Venezuela fue la representación de la generosidad y el futuro para muchos de los que vivíamos en el barranco, y por eso le repliqué en 2016 al líder español de Podemos, Pablo Iglesias, cuando instó a los periodistas a no interferir con sus artículos o informaciones, según él sesgadas, contrarias al legado de Hugo Chávez, el devenir glorioso de Venezuela…

No era un porvenir glorioso, no lo fue, no lo ha sido. Muchos venezolanos viven ahora lejos de la miseria, huyendo de la miseria, en los barrancos desde los que viajaban en barcos oscuros, los canarios que a muchos nos salvaron de la miseria y nos dieron la alegría de una vida que hizo escribir a un emigrante de la isla del Hierro esta inscripción en la casa grande y alta, un rascacielos, que pudo hacerse en su isla: “Gracias, Venezuela”.

Aquel artículo con el que repliqué a Iglesias se tituló Por aquí todos bien, gracias a Dios.
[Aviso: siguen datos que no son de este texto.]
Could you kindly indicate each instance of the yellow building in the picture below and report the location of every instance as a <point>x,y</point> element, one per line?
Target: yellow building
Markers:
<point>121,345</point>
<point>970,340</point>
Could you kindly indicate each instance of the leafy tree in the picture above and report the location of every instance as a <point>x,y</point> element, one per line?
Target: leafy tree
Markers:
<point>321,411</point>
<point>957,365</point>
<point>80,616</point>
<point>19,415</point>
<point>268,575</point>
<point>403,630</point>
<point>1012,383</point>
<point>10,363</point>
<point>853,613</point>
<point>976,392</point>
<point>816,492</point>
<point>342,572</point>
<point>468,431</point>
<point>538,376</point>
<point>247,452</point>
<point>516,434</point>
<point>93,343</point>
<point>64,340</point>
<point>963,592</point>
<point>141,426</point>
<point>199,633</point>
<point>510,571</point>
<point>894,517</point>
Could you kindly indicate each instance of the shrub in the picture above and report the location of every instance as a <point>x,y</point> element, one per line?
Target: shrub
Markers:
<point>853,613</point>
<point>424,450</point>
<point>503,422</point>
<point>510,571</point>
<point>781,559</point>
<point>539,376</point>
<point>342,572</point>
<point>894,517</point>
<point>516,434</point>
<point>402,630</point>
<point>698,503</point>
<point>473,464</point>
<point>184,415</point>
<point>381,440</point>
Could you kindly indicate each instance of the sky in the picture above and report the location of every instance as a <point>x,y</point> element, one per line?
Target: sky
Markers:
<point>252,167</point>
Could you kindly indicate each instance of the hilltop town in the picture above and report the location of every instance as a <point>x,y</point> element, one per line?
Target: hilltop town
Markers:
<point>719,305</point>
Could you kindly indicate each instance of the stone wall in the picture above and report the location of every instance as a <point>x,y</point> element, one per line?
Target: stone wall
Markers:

Fue evocado en seguida en las redes sociales por una emigrante venezolana de aquellas fechas, en torno a 2016, de modo que resultó, por su repercusión, el texto más leído de todos los que he escrito en mi vida. Estimo que eso fue porque lo leyó mucha gente en el mundo, venezolanos o de todas partes, persuadidos de que la vida no era como la pintaba la historia reescrita por los que consideraron, como el citado Iglesias, que aquel país vivía en una gloria supuesta que acabó en dictadura…

Ahora, el 28 de julio, hay elecciones en Venezuela. Se dicen decisivas, ojalá lo sean. La Fundación Ortega y Gasset de Madrid celebró este último martes un coloquio al que me convocaron. Más o menos conté estas cosas, para hablar de mi amor a Venezuela, de mi esperanza en el porvenir humano de Venezuela.

Mi colega mexicano Ricardo Cayuela dijo allí algo muy importante: si ganan los que se oponen a los presentes oprobios, los que venzan han de ser generosos, respetuosos, con los que pierdan. Venezuela necesita un abrazo, miles de abrazos, y sobre todo necesita ser, otra vez, el país de la esperanza, aquella que nos vino a los canarios cuando nosotros dábamos las gracias a Venezuela por ayudarnos a sobrevivir la miseria.